How wallets can handle transaction fees
To answer this question we first need to lay down some ground rules of what we’re trying to solve. We’ll focus on trying to solve the problem for consumer wallets only. We’ll be ignoring microchannels, which dramatically reduce the number of transactions used but still have to put some on the blockchain. We’ll also be assuming that full replace by fee is in effect because the best solution uses that fairly aggressively.

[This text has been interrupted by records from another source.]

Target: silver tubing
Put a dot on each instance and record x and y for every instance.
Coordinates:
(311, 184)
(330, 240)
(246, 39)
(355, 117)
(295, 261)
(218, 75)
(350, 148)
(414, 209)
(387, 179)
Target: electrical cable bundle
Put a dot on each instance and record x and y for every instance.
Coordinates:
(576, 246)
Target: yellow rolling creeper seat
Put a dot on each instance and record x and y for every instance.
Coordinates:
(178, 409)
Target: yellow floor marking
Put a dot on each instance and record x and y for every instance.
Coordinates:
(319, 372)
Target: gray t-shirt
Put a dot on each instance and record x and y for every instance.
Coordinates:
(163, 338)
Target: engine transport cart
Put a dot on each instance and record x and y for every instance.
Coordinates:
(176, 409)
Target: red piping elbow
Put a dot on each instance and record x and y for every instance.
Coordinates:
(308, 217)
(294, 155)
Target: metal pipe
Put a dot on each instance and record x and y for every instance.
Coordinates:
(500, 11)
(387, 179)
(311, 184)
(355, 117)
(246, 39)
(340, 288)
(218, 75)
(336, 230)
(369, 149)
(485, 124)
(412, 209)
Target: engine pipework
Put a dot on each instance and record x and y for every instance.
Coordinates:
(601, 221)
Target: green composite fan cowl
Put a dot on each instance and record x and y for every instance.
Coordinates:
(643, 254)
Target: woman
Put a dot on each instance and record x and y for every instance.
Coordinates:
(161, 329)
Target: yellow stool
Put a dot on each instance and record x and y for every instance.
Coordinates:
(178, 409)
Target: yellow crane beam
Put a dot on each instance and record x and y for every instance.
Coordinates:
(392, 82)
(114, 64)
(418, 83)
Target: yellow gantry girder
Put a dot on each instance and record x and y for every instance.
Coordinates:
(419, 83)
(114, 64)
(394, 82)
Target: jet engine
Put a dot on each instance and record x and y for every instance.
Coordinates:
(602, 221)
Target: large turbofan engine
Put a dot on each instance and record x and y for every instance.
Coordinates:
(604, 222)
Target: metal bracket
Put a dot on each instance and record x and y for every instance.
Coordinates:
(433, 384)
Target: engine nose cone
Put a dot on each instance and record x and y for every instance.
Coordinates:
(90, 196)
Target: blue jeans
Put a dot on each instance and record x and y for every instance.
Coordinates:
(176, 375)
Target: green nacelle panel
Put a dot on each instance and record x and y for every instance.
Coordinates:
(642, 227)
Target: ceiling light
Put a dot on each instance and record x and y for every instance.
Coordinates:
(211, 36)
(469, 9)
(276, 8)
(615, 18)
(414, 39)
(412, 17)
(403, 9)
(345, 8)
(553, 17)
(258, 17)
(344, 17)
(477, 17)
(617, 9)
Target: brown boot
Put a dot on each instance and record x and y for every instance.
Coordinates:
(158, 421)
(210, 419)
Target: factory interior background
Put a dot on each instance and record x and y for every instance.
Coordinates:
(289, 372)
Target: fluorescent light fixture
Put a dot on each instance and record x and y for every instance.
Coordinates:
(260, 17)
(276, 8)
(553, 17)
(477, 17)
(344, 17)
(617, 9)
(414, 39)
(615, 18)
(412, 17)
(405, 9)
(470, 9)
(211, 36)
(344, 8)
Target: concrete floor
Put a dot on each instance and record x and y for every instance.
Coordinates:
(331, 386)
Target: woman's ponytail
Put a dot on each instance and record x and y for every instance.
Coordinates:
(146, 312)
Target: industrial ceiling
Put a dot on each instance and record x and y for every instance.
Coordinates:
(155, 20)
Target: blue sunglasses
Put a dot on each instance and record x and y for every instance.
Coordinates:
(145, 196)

What should transaction fees be?
Before figuring out how wallets should calculate transaction fees, we first need to know what transaction fees should be. The obvious solution to that question is straightforward: It should be determined by supply and demand. The price is set at the point where the supply and demand curves meet. But supply and demand curves, while mostly accurate, are a little too simple of a model to use, because they don’t take into account time. In the real world, the supply of space for transactions is extremely noisy, because more becomes available (and has to be immediately consumed or it’s lost forever) every time a block is minted, and block minting is an intentionally random process, that randomness being essential for consensus. Demand is random and cyclical. Random because each transaction is generated individually so the total amount is noisy (although that averages out to be somewhat smooth at scale) and has both daily and weekly cycles, with more transactions done during the day than at night.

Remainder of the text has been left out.